Lalu aku tinggal bersama Luis, kami sibuk membuka pet shop, lalu menikah, dan
ya…sekarang ini…” jawab Bela sambil tersenyum mengingat perjalanannya. “Itu
saja?” tanya Bela memastikan.
“Apa Luis
pernah pergi ke apartemenmu sebelumnya?” tanya pria itu kembali.
Bela
mengangguk. “Dia membantuku membawa barang-barang,” jawab Bela.
“Hanya
sekali?” tanya pria itu seolah tak percaya.
“Ah, Luis
juga yang mengurus segala urusan dengan pegadaian saat aku sedang berduka,” jawab
Bela lalu mengambil kembali berkasnya. “Apa ada masalah?” tanya Bela yang kini
tampak khawatir.
Pria itu
menggeleng pelan lalu kembali memakai kacamatanya. “Kami melihat pria
mencurigakan datang ke apartemen saat hujan dengan jas hujan hitam,” pria itu
menunjukkan foto yang ada di dalam ponselnya.
Bela
melihatnya. Jelas itu Luis, Bela yakin jika itu suaminya. Bela sangat hafal
bagaimana perawakan tubuh Luis, namun ia coba menyembunyikan keterkejutannya.

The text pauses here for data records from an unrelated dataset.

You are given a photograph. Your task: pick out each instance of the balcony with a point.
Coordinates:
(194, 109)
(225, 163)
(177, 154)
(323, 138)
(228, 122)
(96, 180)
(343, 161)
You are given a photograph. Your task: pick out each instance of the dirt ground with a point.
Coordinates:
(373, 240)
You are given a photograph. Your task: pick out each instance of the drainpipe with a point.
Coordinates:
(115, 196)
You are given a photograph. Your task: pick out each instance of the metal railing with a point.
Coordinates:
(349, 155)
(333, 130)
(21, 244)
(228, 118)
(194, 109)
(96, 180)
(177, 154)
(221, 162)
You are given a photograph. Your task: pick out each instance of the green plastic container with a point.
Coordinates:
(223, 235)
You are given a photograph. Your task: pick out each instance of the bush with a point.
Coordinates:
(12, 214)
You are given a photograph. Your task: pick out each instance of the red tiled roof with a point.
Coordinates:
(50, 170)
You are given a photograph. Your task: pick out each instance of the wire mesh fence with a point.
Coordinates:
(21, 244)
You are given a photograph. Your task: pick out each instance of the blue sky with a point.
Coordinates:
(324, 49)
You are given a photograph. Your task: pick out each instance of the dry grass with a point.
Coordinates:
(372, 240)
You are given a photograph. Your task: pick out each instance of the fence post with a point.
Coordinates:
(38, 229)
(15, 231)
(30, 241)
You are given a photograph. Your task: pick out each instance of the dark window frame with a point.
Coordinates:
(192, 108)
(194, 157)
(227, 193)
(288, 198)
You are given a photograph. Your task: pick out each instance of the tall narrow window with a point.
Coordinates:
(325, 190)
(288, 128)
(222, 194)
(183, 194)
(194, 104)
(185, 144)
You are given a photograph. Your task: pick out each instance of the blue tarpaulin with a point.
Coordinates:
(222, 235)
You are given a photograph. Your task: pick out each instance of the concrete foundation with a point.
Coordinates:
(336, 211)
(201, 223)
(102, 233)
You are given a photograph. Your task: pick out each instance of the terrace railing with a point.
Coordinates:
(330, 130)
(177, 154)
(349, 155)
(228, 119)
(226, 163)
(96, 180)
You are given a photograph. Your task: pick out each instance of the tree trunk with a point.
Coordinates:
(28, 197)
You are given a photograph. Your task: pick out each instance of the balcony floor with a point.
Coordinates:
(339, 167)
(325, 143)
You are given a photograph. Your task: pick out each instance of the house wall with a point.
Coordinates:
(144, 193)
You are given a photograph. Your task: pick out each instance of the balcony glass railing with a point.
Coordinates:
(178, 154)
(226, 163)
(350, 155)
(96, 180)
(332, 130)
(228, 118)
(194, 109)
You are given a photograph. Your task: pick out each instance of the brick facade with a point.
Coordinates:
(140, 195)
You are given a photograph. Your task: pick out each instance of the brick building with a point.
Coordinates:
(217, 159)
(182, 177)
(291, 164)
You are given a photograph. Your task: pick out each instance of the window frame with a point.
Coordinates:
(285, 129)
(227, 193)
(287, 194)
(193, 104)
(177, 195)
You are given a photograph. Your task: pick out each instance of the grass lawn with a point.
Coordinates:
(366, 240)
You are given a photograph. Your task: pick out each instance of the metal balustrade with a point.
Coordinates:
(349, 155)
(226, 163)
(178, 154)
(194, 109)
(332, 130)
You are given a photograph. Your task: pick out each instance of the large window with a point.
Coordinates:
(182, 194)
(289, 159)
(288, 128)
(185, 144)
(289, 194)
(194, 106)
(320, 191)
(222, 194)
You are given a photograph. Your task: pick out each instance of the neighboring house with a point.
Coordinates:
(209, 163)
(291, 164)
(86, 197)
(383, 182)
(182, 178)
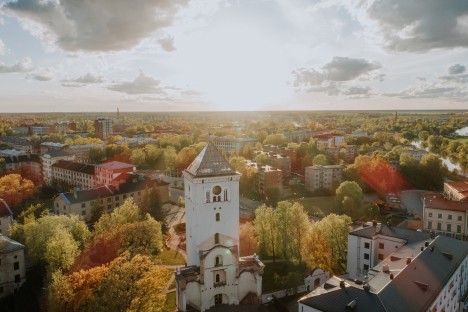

Mengingat malam saat kejadian adalah malam yang sama setelah ia mengadu pada
Luis soal Deby yang membulinya. Di tambah Luis yang pulang dengan tangan yang
berkerut.
“Mungkin
itu satpam jaga, kadang ada satpam yang berkeliling,” ucap Bela yang ikut
menduga-duga.
Namun tak
lama terdengar suara pintu di buka, Luis tiba-tiba pulang sambil membawa
tumpukan berkas yang seharusnya ia baca di kantornya.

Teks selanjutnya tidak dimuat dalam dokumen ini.